Mobile is important to the company, it first entered the market in 2009 and now sees it as a core of its business both in the present and the future. Small mentions again and again that he doesn't want to expose the company by focusing too closely on one element of casual gaming. Not after he's seen what's happened to those that have.
"A lot of those big companies that were the poster children for that industry, people like Playfish, are really struggling now. These things were so huge back in the day but they're all starting to lose their shine now, and that just tells us one message, which is just make sure we're not overexposed to any one particular platform or one of those revenue segments so that we can stand the test of time."
So right now MiniClip is expanding with mobile in mind, its studio in Portugal has more than doubled in size in the last 12 months and is still growing, but it's looking to broaden its reach to new territories. Asia, obviously but also emerging markets like India, Latin America, Russia, Indonesia where internet connectivity is one the rise and free, browser based games can find a happy home.
It's also currently in talks with a number of Asian game developers who have found success in their local markets, but could use the help and reputation of a large Western online gaming company to repeat that success abroad. Enter Rob Small.
"We're keen to be a kind of conduit to help those Asian businesses expand into Western markets. And obviously with our presence on the web and on mobile we can look to try and play that central point almost, to help them to do that. So Asia and the Far East is definitely a focus."
Mind Candy is also proving an inspiration, and given its massive success with Moshi Monsters there are worse examples to try and follow when it comes to finding new uses for successful IP.

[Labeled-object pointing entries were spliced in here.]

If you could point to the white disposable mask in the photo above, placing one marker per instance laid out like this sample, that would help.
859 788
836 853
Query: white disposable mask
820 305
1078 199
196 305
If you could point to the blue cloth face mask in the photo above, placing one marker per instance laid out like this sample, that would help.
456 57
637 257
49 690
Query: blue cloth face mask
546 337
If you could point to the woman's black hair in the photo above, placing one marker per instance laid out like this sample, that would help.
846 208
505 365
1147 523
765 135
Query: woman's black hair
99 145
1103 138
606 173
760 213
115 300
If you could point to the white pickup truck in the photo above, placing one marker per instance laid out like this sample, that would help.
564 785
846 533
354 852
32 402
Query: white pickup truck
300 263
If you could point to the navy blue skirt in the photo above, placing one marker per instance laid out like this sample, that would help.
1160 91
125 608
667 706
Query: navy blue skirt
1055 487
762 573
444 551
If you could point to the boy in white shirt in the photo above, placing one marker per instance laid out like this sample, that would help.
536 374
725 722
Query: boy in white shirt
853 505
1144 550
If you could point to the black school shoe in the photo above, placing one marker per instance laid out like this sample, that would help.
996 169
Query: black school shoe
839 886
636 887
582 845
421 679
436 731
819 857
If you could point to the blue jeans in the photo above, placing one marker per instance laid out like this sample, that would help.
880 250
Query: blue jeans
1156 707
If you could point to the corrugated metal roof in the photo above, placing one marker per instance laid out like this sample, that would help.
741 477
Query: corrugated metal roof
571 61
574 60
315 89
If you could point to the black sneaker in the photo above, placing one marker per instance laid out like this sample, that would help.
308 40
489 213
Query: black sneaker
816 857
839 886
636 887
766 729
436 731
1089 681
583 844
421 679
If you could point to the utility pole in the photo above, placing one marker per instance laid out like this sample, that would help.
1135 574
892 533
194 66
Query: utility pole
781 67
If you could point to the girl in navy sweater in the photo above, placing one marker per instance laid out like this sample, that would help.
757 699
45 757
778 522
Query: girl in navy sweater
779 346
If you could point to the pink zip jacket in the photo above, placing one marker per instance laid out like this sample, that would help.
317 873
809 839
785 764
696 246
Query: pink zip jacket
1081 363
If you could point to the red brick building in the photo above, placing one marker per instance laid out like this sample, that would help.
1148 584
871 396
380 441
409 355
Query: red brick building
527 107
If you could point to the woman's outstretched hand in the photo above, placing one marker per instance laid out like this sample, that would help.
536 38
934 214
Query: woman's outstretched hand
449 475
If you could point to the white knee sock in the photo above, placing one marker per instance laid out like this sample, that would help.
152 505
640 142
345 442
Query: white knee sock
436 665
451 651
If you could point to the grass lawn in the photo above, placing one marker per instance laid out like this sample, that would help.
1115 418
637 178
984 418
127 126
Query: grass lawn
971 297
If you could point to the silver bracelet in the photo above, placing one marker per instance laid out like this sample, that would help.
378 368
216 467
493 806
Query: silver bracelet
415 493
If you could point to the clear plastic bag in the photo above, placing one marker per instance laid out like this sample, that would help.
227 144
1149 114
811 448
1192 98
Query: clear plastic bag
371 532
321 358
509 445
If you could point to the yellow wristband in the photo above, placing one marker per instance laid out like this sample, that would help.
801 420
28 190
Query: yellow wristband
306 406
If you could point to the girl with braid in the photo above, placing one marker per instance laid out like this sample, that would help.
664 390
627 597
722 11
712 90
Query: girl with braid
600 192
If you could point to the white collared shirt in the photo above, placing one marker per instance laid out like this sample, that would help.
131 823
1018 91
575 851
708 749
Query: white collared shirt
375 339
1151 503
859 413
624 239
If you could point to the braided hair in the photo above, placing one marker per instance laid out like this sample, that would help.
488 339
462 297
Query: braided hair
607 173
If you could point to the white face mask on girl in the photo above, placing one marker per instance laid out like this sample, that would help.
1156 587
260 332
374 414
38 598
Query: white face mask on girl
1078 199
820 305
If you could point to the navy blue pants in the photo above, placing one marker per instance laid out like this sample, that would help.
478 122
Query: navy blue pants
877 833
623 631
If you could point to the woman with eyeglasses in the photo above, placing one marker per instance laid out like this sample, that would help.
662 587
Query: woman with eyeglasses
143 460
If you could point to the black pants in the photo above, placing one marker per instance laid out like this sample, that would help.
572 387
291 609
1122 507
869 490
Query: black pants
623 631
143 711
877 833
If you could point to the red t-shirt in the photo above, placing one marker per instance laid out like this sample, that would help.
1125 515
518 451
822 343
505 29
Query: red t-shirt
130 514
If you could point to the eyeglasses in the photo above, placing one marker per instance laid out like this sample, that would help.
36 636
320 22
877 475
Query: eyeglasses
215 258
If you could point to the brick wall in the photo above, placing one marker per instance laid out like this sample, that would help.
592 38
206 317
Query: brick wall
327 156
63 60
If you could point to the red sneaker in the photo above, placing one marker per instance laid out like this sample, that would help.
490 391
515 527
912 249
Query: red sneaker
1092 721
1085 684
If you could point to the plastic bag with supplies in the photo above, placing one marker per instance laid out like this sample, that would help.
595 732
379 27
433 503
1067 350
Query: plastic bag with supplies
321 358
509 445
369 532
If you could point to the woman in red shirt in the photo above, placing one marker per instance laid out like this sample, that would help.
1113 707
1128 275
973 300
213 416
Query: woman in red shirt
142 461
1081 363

"You can create the game as a launch platform to move into physical goods, toys, apparel, magazines and so we think we're pretty well placed to be able to do that with our own IP and also with other IP that companies might want to work with us on."
MiniClip has been around for 12 years, and has so far weathered the social gaming storms and free-to-play forest fires without too much trouble, it's hard to imagine that they'll be much that could stop it achieving another decade of growth now that everyone knows what casual gaming is.
"When you think about the move in social and obviously mobile now, everyone's a gamer. We've always believed it, but now everyone is a gamer and everyone is playing on different devices and that's super exciting."